His face lit with a though, and he suddenly appeared to be as young as he really was. “Do you want to see something I just found?”
“What?” she asked, thinking that he was really quite pleasant-looking when he smiled. Until this moment she had not seen him smile with anything other than bitter irony. His smile of real pleasure – appearing so unexpectedly, like the sun suddenly rising from behind a cloud – raised an answering smile from her.
“Come with me.” He picked up his pace, and impulsively she followed him.
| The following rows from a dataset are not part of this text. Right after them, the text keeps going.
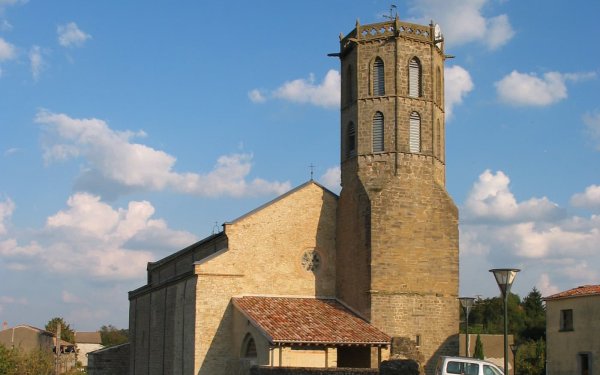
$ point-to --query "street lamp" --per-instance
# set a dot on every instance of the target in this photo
(467, 303)
(504, 278)
(514, 348)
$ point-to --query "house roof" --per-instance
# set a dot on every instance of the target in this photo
(580, 291)
(88, 338)
(289, 320)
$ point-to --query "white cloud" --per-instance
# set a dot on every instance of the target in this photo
(545, 285)
(490, 199)
(527, 89)
(36, 62)
(462, 21)
(112, 158)
(534, 235)
(592, 123)
(7, 50)
(6, 209)
(590, 198)
(91, 238)
(256, 96)
(70, 298)
(325, 94)
(70, 35)
(6, 3)
(458, 84)
(332, 179)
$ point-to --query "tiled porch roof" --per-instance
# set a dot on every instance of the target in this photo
(289, 320)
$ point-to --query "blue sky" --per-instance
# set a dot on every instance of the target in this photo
(130, 129)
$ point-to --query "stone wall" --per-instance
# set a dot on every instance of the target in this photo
(109, 361)
(397, 235)
(264, 257)
(263, 370)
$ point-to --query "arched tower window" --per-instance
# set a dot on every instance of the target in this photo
(415, 133)
(349, 88)
(414, 78)
(378, 77)
(249, 347)
(378, 132)
(351, 139)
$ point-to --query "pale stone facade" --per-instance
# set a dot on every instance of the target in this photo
(386, 248)
(397, 233)
(573, 331)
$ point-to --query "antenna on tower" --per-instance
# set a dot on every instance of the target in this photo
(393, 13)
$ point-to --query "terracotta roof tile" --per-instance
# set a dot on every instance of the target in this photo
(585, 290)
(308, 320)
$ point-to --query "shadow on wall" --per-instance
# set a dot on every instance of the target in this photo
(448, 347)
(221, 349)
(325, 243)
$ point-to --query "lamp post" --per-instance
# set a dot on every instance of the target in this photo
(467, 304)
(504, 278)
(514, 348)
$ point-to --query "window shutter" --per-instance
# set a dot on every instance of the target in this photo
(378, 78)
(415, 133)
(378, 132)
(414, 78)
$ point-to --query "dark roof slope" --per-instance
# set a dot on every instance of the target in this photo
(288, 320)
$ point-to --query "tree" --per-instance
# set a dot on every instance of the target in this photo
(66, 333)
(478, 353)
(111, 335)
(535, 316)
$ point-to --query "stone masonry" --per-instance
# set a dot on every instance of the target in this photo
(397, 227)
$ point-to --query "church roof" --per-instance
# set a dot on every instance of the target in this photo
(580, 291)
(289, 320)
(282, 196)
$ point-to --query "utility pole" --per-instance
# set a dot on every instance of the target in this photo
(57, 349)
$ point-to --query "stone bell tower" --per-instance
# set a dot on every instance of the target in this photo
(397, 234)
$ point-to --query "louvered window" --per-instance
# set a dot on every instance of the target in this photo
(351, 140)
(378, 78)
(414, 78)
(378, 132)
(349, 88)
(438, 139)
(438, 86)
(415, 133)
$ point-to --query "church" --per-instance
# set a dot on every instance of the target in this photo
(313, 279)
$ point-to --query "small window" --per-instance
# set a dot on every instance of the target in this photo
(351, 140)
(438, 86)
(414, 78)
(415, 133)
(249, 347)
(378, 132)
(378, 78)
(584, 363)
(349, 88)
(566, 320)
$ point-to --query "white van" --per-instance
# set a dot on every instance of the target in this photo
(465, 366)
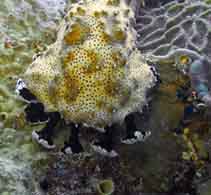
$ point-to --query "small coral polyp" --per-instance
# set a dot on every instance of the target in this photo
(93, 73)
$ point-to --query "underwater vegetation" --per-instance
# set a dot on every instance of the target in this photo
(173, 36)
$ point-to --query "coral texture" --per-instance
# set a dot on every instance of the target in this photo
(93, 73)
(175, 31)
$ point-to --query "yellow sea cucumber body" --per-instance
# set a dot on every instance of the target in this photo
(93, 74)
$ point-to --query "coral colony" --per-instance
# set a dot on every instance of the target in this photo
(93, 75)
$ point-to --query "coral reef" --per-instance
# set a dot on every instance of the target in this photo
(93, 74)
(179, 29)
(26, 28)
(175, 25)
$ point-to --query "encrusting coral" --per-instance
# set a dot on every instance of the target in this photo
(93, 73)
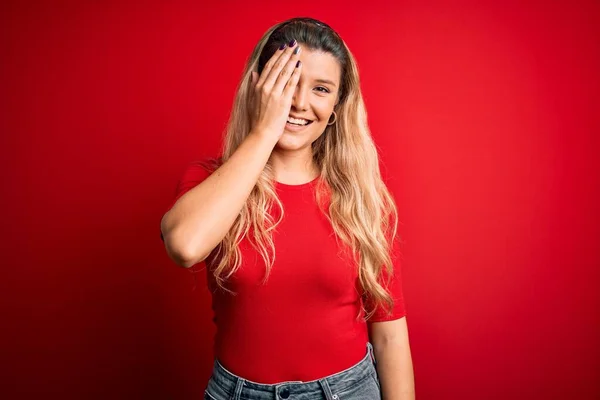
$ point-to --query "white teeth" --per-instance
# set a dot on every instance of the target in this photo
(297, 121)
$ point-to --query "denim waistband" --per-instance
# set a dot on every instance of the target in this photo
(233, 385)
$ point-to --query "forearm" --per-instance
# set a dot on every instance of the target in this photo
(201, 217)
(395, 369)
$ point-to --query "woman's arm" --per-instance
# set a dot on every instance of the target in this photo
(394, 362)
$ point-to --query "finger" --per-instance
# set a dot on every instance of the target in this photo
(287, 71)
(278, 66)
(291, 84)
(269, 65)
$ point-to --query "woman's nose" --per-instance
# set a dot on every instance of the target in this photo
(300, 99)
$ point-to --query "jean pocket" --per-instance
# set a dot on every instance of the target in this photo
(208, 396)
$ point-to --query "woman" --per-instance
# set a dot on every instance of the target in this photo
(298, 232)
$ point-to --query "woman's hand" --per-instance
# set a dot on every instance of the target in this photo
(271, 97)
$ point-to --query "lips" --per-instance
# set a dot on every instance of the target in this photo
(298, 121)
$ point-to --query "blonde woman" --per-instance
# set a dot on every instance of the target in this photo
(298, 233)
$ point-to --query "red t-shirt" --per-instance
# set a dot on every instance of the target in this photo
(301, 325)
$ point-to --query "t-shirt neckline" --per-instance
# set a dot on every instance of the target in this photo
(297, 187)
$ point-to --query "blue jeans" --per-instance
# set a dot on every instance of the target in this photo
(358, 382)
In two blocks he turned down an empty alley, where he lifted the hatch of a basement cellar and climbed down. Bertie went down after him.
It was cold and dark, but the open door above provided enough light to reveal an abandoned room. At its center sat a broken spinning wheel.
“When is the last time you saw one of those?” he asked happily, excitement animating his face.
In truth, it hadn’t been that long ago. Her mother had had an old spinning wheel like this one, which she had used to spin the fleece from their one sheep until they had to sell the animal. Her mother had once shown her how to use it, but she’d forgotten now.
“And look at this,” he added, directing her attention to a small hand loom. “All this is done in big textile mills now. Someone must have had a little home shop down here once.”
“What’s upstairs?” she asked. “These things must belong to someone.”
“I don’t know. The building is boarded up. I broke in just the other night looking for a place to sleep. Remember that very hot night? I came down here thinking it would be cooler, and I found these.”
“Why don’t you get a regular place to live?” she asked him. He seemed to have enough money.
“I haven’t had a home since I was seven. The idea of it makes me nervous. I’m happier flopping down anywhere that’s convenient.” He looked away from her as if wanting to change the subject. “Isn’t this hand loom great? I want to clean it up and see if I can use it.”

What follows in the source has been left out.